Govt plans to re-allocate expenditures



By Ihtasham ul Haque


ISLAMABAD, Nov 15: The government is thinking of re-allocating and re-prioritizing its expenditures to partially share the estimated $5.2 billion reconstruction cost. “Although we are expecting substantial funding from international donors at the November 19 conference, we may re-allocate and re-prioritize our expenditures during 2005-06 and beyond,” said Prime Minister’s Adviser on Finance Dr Salman Shah.

He told Dawn that the World Bank had given its assessment about the state of the economy, including the lowering of GDP growth target from 7 per cent to 6.2 per cent.

He claimed that since most of the damage was done in Azad Kashmir and the country’s northern areas, where there were no big agricultural and manufacturing industries, the government would hopefully manage without having to lower its various budgetary targets.

Dr Shah said that the government was expecting increasing amount of grants and soft loans from international donor agencies and Pakistan’s bilateral creditors to adequately meet the reconstruction and rehabilitation cost.

He said so far funding worth $1billion had been committed by the international community in the shape of pure grants.
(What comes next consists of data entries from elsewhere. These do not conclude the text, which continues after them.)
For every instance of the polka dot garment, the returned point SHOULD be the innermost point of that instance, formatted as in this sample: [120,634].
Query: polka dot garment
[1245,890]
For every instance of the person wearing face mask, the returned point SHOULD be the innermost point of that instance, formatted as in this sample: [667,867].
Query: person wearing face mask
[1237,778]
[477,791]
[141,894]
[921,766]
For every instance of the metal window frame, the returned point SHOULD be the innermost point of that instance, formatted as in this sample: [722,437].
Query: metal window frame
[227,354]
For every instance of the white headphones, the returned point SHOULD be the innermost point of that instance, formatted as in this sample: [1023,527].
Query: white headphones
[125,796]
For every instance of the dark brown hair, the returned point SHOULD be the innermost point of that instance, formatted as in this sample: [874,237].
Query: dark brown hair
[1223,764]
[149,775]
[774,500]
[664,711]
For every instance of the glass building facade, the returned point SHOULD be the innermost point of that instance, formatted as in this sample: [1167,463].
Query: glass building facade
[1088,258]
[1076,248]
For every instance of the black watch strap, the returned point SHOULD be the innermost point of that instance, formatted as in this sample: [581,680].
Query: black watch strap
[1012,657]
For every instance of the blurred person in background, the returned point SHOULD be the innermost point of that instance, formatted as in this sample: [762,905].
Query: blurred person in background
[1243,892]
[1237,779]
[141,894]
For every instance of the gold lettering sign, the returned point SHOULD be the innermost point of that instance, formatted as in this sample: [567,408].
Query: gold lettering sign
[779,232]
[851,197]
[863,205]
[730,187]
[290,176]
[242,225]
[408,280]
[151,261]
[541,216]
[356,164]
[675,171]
He further said: “But I really cannot say whether $2.5 billion or $3 billion or more than that will be granted out of $5.2 billion assessment but we are being given to understand that sizable assistance will be in the form of grants on return basis.”

Dr Shah said that financial assistance offered by Saudi Arabia, the United Arab Emirates, Turkey and some other countries was a total grant for helping quake victims and starting reconstruction work.

Responding to a question, he said that foreign funding to be pledged by the donors in the shape of soft loans carrying about 0.5 per cent interest rate would be for 40 years and as such it would not be a problem for Pakistan to repay it.

To another question, he said that the World Bank had lowered the GDP growth forecast on the basis of downwardly revised cotton production. But the good thing, he added, was that international cotton prices had increased which would offset the difference and as such the government would be in a position to manage its growth rate during the current financial year.

The advisor on finance said that donor agencies, bilateral supporters as well as the foreign corporate sector were assuring to sponsor houses, schools and hospitals which would further help in removing the government’s financial difficulties being faced in the wake of the October 8 earthquake.

To another question, he said International Financial Institutions did not have enough provisions for offering generous grants but they were willing to extend soft loans on reduced mark-up and for a longer period of time.

Asked about transparency, the advisor on finance said that there would be a thorough audit of everything and there was no question of allowing anyone to misuse funds.